だが、軍に入隊して一ヶ月も経たず、自らの足跡を残さずに歩く少女たちを見つけ出して狩る程度のことは十分に可能だった。小枝を踏み折り、藪を蹴り倒し、茂る茨を銃剣で切り払ったとなれば、その痕跡が二頭の猛獣に露見するのは自明のことであった。静かに、だが確実に――少女たちの背後に、猛獣は迫りつつあった。
だが、第七分隊の面々がそれに気づくことはない。部隊の先頭に立って道を切り開くオリヴィアは、登山の技術や狩猟技能には優れている。獲物の痕跡を見つけ出し、迅速にその跡を負って狩ることに関しては、他のものを寄せ付けない技量を誇るだろう――だが、そうした技能が発揮されるのは、あくまで自らが「狩る側」に立った場合に限られる。自分が狩られるものとなることを、彼女は一切想定していなかった。
「ゆっくりでいいからね。僕の後ろについてきてくれたらそれで十分さ――一番歩きやすい道を探すから、楽をして早くゴールしよう」
『了解!』
部隊の全員に声を掛けながら、オリヴィアは森の中を進んでいく。山仕事であるならば、互いに声を掛け合って進むのは常道――だが、彼女の「常識」がこの場において全て通じるというわけではない。

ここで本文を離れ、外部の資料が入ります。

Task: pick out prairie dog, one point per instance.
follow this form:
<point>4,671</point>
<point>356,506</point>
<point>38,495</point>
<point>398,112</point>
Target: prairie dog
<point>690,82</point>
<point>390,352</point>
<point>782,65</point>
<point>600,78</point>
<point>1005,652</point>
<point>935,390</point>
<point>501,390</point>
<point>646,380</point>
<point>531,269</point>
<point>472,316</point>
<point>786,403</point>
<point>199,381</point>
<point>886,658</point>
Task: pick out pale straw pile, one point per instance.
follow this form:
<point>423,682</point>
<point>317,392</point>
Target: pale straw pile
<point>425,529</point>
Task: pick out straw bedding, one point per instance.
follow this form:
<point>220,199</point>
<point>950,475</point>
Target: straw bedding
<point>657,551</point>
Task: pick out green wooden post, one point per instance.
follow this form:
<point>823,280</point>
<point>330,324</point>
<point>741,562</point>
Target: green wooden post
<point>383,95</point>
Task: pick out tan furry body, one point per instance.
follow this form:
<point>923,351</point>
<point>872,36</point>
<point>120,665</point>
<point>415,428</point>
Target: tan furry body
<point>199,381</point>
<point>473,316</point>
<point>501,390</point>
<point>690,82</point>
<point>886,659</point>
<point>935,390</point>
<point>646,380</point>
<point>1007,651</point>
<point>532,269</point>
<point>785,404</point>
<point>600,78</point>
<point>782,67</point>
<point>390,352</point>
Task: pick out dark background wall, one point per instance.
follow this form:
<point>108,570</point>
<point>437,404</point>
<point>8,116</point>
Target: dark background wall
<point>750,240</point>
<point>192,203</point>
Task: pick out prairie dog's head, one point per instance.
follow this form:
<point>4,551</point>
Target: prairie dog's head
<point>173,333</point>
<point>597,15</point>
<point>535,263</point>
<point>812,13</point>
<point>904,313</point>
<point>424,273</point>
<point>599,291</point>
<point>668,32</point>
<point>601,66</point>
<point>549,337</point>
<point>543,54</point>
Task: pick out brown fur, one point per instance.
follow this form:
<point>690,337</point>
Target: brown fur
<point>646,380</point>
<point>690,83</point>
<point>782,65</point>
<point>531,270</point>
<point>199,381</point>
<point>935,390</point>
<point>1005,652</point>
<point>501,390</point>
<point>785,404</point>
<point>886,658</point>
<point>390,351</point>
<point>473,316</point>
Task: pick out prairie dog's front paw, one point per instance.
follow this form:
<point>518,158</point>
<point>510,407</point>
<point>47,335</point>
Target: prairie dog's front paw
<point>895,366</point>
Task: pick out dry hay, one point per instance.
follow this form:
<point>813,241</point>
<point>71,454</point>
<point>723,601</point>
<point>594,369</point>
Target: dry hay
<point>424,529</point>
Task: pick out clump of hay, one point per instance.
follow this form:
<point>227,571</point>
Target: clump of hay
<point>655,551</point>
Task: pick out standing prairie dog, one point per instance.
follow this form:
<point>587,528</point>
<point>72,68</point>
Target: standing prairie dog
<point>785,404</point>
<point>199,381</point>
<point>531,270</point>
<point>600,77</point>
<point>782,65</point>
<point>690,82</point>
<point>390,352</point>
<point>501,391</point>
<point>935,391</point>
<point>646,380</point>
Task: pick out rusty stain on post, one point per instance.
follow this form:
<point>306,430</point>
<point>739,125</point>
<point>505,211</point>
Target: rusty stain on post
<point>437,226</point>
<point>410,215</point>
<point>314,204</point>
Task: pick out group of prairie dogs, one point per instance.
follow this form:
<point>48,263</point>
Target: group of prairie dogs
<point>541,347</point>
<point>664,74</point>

仲間を思って掛けたその一言は、確かに猛獣の耳に届いていた。
「いいペースだよ。この調子なら、すぐに――」
登りきれそうだ、とオリヴィアが言おうとしたそのとき、突如として彼女の真横の藪が揺れた。ぎょっとして目を見開く――その瞬間、素早く伸びた強靭な腕がオリヴィアの喉を掴み、容赦なく木に叩きつけていた。がは、と息を吐いてオリヴィアが苦悶に表情を歪める。

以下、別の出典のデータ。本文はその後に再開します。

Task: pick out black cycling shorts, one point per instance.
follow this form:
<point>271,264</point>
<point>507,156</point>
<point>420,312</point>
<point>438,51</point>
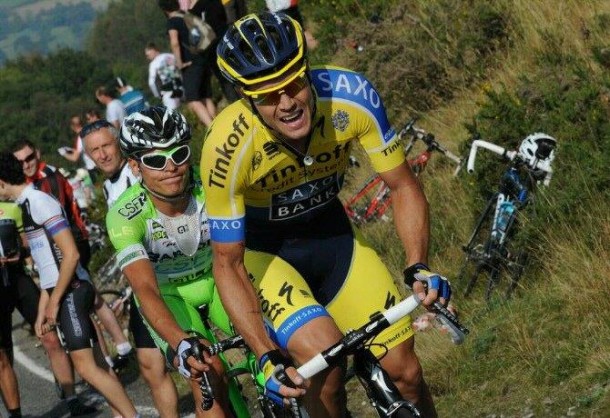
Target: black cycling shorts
<point>76,330</point>
<point>21,293</point>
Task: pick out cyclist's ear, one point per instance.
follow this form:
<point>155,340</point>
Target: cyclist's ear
<point>133,164</point>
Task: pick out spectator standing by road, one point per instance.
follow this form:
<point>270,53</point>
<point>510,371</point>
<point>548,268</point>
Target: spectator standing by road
<point>234,9</point>
<point>47,179</point>
<point>163,76</point>
<point>67,295</point>
<point>115,111</point>
<point>196,72</point>
<point>133,100</point>
<point>213,12</point>
<point>101,143</point>
<point>18,291</point>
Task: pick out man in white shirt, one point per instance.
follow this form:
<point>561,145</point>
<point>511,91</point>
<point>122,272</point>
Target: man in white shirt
<point>163,76</point>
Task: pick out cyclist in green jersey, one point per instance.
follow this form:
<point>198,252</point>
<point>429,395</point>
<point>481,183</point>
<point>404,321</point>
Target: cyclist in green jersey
<point>159,228</point>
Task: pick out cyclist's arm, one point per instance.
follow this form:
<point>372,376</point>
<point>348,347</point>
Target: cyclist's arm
<point>238,296</point>
<point>242,305</point>
<point>65,241</point>
<point>411,216</point>
<point>141,277</point>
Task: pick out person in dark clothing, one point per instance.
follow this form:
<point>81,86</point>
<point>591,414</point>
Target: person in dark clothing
<point>214,13</point>
<point>196,68</point>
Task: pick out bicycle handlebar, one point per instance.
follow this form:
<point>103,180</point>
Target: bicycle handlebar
<point>543,166</point>
<point>479,143</point>
<point>429,139</point>
<point>380,321</point>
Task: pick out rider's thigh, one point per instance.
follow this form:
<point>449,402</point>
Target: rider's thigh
<point>402,364</point>
<point>151,362</point>
<point>313,337</point>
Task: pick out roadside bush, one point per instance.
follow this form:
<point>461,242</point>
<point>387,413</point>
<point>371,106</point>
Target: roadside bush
<point>418,54</point>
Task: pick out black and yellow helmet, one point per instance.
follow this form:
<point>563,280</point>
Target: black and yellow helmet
<point>155,127</point>
<point>262,47</point>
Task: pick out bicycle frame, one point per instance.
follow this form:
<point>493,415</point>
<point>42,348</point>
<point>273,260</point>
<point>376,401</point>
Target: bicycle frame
<point>382,393</point>
<point>512,195</point>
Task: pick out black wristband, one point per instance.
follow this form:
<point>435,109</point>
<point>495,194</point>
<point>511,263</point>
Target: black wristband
<point>410,272</point>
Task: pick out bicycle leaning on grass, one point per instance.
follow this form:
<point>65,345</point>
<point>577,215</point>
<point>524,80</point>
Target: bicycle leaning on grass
<point>383,395</point>
<point>493,246</point>
<point>372,199</point>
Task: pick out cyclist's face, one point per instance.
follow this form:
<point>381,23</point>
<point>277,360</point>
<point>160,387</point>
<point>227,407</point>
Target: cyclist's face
<point>29,159</point>
<point>103,148</point>
<point>170,181</point>
<point>289,109</point>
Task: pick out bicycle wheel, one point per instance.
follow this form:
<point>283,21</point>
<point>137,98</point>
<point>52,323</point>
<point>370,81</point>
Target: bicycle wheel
<point>476,259</point>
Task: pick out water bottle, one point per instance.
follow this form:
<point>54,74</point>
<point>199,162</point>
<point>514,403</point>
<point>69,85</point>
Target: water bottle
<point>504,216</point>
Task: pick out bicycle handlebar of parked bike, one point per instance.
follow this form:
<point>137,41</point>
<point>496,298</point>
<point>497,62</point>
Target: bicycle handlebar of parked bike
<point>479,143</point>
<point>431,143</point>
<point>540,166</point>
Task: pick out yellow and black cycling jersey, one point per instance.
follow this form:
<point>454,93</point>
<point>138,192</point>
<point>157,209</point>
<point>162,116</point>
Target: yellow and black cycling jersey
<point>249,175</point>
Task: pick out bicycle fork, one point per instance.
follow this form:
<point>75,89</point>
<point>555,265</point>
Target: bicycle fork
<point>381,391</point>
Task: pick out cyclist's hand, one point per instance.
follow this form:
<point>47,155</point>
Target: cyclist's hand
<point>427,285</point>
<point>281,379</point>
<point>190,359</point>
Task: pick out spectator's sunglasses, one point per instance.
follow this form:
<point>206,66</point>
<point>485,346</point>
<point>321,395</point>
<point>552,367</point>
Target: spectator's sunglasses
<point>28,158</point>
<point>273,95</point>
<point>94,126</point>
<point>158,160</point>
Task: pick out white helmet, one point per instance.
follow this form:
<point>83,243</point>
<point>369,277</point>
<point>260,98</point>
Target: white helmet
<point>538,150</point>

他の五人は思わず立ち止まったが、その行為の結果は最後尾に立っていたアイリスに容赦なく降り掛かった。突然襟元を強く掴まれたかと思うと、彼女はうつ伏せにねじ伏せられた。何事かと思って藻掻いた途端、鋭く研ぎ澄まされたマチェットナイフが首筋を掠めて地面に突き立ち、頭上からは穏やかな――だが、ナイフと同じく鋭く尖った言葉が降ってきた。

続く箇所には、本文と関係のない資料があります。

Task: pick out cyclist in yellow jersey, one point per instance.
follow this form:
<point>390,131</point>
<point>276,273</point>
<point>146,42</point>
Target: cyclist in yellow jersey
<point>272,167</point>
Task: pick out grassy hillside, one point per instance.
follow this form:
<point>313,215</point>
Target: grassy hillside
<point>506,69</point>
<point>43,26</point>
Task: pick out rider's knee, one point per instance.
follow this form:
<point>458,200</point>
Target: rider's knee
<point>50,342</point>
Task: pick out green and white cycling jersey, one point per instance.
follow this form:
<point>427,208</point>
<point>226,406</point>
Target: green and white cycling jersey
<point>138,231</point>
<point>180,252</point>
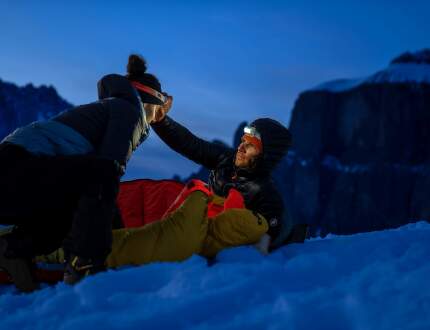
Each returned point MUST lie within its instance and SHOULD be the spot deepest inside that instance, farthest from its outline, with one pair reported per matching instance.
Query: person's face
(151, 111)
(246, 154)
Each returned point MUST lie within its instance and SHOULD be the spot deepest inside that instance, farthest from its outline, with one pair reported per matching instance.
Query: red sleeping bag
(144, 201)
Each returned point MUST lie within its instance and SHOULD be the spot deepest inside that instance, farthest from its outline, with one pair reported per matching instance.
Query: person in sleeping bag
(247, 168)
(59, 178)
(198, 222)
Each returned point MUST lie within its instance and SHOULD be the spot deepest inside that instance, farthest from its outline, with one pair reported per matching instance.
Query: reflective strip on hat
(149, 90)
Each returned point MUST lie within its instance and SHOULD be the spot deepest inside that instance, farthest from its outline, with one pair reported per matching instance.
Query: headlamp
(251, 130)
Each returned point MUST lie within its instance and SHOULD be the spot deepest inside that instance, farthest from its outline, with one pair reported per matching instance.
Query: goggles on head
(149, 90)
(252, 136)
(251, 130)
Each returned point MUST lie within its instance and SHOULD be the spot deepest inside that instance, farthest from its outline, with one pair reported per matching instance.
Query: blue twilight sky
(223, 61)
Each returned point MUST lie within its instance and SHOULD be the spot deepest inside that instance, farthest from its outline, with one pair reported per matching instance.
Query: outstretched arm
(188, 145)
(184, 142)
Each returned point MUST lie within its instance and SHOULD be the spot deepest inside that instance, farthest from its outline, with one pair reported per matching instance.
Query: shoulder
(115, 85)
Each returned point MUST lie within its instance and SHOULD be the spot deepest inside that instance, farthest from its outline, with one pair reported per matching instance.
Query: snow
(395, 74)
(366, 281)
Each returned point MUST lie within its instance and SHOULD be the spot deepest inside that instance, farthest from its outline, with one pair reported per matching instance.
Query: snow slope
(367, 281)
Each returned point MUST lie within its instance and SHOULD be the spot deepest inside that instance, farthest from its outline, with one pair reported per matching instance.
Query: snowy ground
(377, 280)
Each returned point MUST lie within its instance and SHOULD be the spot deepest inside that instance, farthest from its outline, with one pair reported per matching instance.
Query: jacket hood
(276, 139)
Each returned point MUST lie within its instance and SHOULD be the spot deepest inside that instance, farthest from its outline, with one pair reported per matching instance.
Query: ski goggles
(149, 90)
(252, 136)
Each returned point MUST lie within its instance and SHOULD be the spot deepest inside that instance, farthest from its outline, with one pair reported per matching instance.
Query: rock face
(22, 105)
(361, 153)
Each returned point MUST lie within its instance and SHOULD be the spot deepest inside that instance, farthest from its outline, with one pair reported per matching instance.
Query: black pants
(54, 201)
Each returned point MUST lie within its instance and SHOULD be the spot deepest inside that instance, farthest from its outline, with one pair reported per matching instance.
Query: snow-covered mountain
(361, 150)
(372, 281)
(22, 105)
(410, 68)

「動かないでくださいな、クソッタレのウジ虫さん――はい、分隊員の皆さんも動かないでくださいまし。一歩でも動いたらこのフンコロガシを地面に縫い付けましてよ。模擬銃を捨てて、銃剣を持っている」
顔を上げるまでもない――リーアに捕まったということを知り、アイリスはぎりり、と歯噛みした。部隊の全員が手にしていた模擬銃を捨てる音が聞こえ、それに続いてベアトリクスの言葉が辺りに響いた。